A Fourth of July celebration on Long Island ended in tragedy over the weekend when a man was killed by a firework in the backyard of his own home, authorities said. Suffolk County police reported that the victim, a 37-year-old resident of Central Islip, died Saturday night after a firework he was handling during the holiday gathering exploded without warning.
Investigators identified the man as Gabriel Ruiz-Urresto. According to police, he was lighting the firework in the backyard of his home at around 9:30 p.m. when the device detonated. Emergency responders who rushed to the scene were unable to save him, and he was pronounced dead at the property a short time later.
The Suffolk County Police Department's Homicide Squad took over the inquiry, a standard step in sudden and violent deaths even when they appear to be accidental. Detectives were working to establish exactly how the firework came to explode as it did, examining the device and gathering accounts from those who had been present at the celebration.
The gathering had been one of countless backyard parties held across the region on the night of July 4, as families marked the holiday with food, music and their own displays of fireworks. What began as a festive evening turned suddenly to horror for those on hand, who watched a routine part of the celebration go catastrophically wrong.
Consumer fireworks remain tightly restricted in New York, where many aerial and explosive devices are illegal for private use, and officials routinely warn that even products marketed as consumer-grade can cause devastating injuries when they malfunction or are set off at close range. Accidents of this kind tend to spike around Independence Day, when amateur displays are at their most common.

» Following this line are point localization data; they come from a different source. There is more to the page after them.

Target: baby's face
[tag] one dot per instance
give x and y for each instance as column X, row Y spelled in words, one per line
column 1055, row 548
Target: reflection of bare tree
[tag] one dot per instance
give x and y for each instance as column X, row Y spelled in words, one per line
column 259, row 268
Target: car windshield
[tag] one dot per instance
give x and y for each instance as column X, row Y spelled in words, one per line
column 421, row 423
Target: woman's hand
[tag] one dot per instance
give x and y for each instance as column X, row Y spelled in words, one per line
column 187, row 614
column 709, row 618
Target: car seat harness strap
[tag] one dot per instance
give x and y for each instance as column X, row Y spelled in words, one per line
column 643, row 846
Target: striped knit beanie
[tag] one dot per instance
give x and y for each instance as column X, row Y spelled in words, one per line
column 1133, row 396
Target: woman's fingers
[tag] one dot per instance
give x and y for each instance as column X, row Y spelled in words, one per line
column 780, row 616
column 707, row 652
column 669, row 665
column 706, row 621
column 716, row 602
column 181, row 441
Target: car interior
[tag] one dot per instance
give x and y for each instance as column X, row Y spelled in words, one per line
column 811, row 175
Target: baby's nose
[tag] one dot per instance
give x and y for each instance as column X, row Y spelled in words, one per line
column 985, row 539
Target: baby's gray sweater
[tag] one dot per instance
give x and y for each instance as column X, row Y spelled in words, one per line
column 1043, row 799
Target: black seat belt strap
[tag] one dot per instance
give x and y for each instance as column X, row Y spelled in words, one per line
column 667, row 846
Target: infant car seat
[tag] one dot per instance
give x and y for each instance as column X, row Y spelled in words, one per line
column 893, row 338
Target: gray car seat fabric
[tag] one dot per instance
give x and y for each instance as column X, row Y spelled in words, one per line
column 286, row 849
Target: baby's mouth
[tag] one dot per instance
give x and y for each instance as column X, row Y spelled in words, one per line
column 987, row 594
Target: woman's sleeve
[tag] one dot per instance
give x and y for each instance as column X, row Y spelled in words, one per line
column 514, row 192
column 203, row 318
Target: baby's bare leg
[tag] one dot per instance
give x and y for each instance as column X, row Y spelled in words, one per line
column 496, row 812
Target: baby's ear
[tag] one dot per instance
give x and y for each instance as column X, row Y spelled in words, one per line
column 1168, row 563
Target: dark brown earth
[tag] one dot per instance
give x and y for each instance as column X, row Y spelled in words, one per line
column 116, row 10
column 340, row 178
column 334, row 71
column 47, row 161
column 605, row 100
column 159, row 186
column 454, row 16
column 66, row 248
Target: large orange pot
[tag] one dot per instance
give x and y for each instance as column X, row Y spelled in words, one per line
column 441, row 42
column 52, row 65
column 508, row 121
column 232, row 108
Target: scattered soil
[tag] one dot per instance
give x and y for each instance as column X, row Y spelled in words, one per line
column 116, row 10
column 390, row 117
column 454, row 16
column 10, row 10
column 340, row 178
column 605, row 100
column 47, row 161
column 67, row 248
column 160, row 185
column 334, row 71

Emergency and fire officials across the country had spent the days before the holiday urging residents to leave large fireworks to trained professionals and to keep a safe distance from any device being lit. The death in Central Islip underscored, in the starkest possible terms, the risks that come with handling powerful pyrotechnics outside a controlled setting.
For the Central Islip community, the loss cast a shadow over a weekend meant for celebration, leaving neighbors and relatives to grapple with a sudden death in the midst of the festivities. As the investigation continued, police had not indicated that any criminality was suspected, describing the case as a tragic accident that claimed the life of a man in the place he called home.